Видимо, решил всю речь шпарить по-французски, составив ее из нескольких фраз, которые чудом уцелели у меня в памяти от ускоренного курса изучения французского языка в студенческие годы при Госплане.
Ой, какими мы ехали зелеными горами да темными лесами, вдали на скалах гордо высились чумовые средневековые замки. А среди долин росли одинокие в три обхвата дубы с поржавевшей листвой.
В вагонах зажегся свет. Лёня вырвал еще один лист из тетрадки и сделал новый заход:
«Стремительное освоение космоса и генная инженерия, – быстро записывал он свои мысли, пришедшие ему под стук вагонных колес, – клонирование и компьютерные сети, видеочудеса и распространение радио – пусть всё это будет, но пусть будет и Простая Книга, которую мы придумаем и немного размножим для рассматривания.
Художники и поэты мира сами собирают свои создания в библиотеку странных и необычных книг. Их одинокие книги не смогут наполнить книжные магазины. Лишь единицам суждено увидеть эти живые листы. Вот почему я везу по городам и весям железный сундук, который почтительно именую Странствующая Библиотека Художников и Поэтов (СБХиП). Это путешествие длиною в жизнь, и мы, как медленные верблюды, груженные книгами, пересекаем Татарскую пустыню, чтобы в ближайшем оазисе развернуть свои шатры и пригласить окружающих посмотреть на наши диковинные создания».

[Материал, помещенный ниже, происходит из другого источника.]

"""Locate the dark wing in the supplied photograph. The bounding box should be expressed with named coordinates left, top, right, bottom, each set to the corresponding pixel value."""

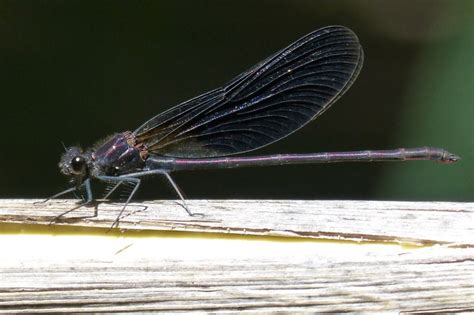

left=135, top=26, right=363, bottom=158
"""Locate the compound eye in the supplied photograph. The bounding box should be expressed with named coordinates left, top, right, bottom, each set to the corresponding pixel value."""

left=71, top=155, right=86, bottom=174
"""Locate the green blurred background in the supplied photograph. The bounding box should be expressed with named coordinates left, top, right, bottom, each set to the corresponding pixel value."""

left=0, top=0, right=474, bottom=201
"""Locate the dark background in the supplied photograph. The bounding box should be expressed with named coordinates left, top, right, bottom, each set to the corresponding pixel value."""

left=0, top=0, right=474, bottom=201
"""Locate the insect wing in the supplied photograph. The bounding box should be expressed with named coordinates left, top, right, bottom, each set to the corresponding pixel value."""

left=135, top=26, right=363, bottom=158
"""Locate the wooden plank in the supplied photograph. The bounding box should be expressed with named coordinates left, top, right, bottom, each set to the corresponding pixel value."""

left=0, top=235, right=474, bottom=313
left=0, top=200, right=474, bottom=314
left=0, top=200, right=474, bottom=246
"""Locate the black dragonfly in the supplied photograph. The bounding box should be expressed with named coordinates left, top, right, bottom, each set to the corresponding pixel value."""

left=41, top=26, right=459, bottom=227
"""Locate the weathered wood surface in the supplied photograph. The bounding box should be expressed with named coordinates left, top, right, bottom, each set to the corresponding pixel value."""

left=0, top=200, right=474, bottom=245
left=0, top=200, right=474, bottom=313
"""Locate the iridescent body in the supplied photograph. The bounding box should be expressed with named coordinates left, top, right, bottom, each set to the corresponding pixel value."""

left=42, top=26, right=459, bottom=226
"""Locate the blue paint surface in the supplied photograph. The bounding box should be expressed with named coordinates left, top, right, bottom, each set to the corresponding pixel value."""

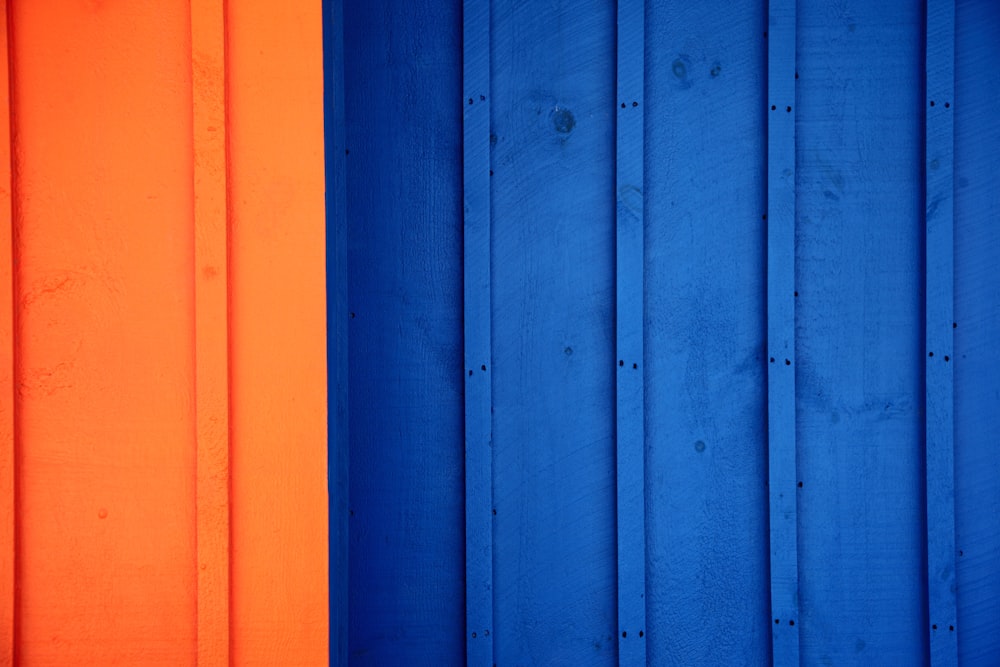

Когда мы приехали в Узерш, была глубокая ночь. Нас встретила на машине устроитель фестиваля Софи Дессу и отвезла к себе – в суровый каменный дом, почти что замок, на скалистой горе. Там было холодно, сыро; когда мне показали «душ» – не прогреваемое каменное помещение с чуть теплой колонкой – и двуспальную королевскую кровать под балдахином, стало понятно, что я в серьезном турпоходе.
Покинув сундук, мы поехали снова на станцию встречать испанцев, чуть позже – немцев, одного бельгийца, голландцев, чехов, швейцарцев, итальянцев, австрийцев… И всех по очереди отвозили в отель, чем была страшно недовольна старенькая консьержка. В обслуживании этой бабушки не было никакого парижского лоска, вообще отель в первозданно средневековом Узерше с его настоятельницей – особая песня.
Ночью до нее не достучаться. Она ворчала, долго не шла, шаркала тапочками, отказывалась пускать квартирантов. И всё это на какой-то заоблачной горе, время за полночь. Звезды, осенний холодок, полнолуние… Две громадные белые луны плыли во мгле Узерша – одна по небу, другая по реке.
Софи бранится со старухой, стучит в стекло, то молит, то грозит… А мы – испанцы, французы, шведы – стоим на улице перед закрытой дверью, зуб на зуб не попадает, и каждый прижимает к груди свои самодельные книжки.
Я даже не помню, чем дело кончилось. Видимо, их всё-таки пустили. Потому что наутро мы с Лёней проснулись в мрачной крепости Софи в холодной комнате на средневековой кровати, я повторяю, под балдахином. И сразу меня заторопили, давай-давай, скорей, ну что ты там копаешься, пора ехать строить павильон! Ни толком умыться, ни помедитировать, ни кофе попить в спокойной обстановке – вот это всё, чего я очень не люблю.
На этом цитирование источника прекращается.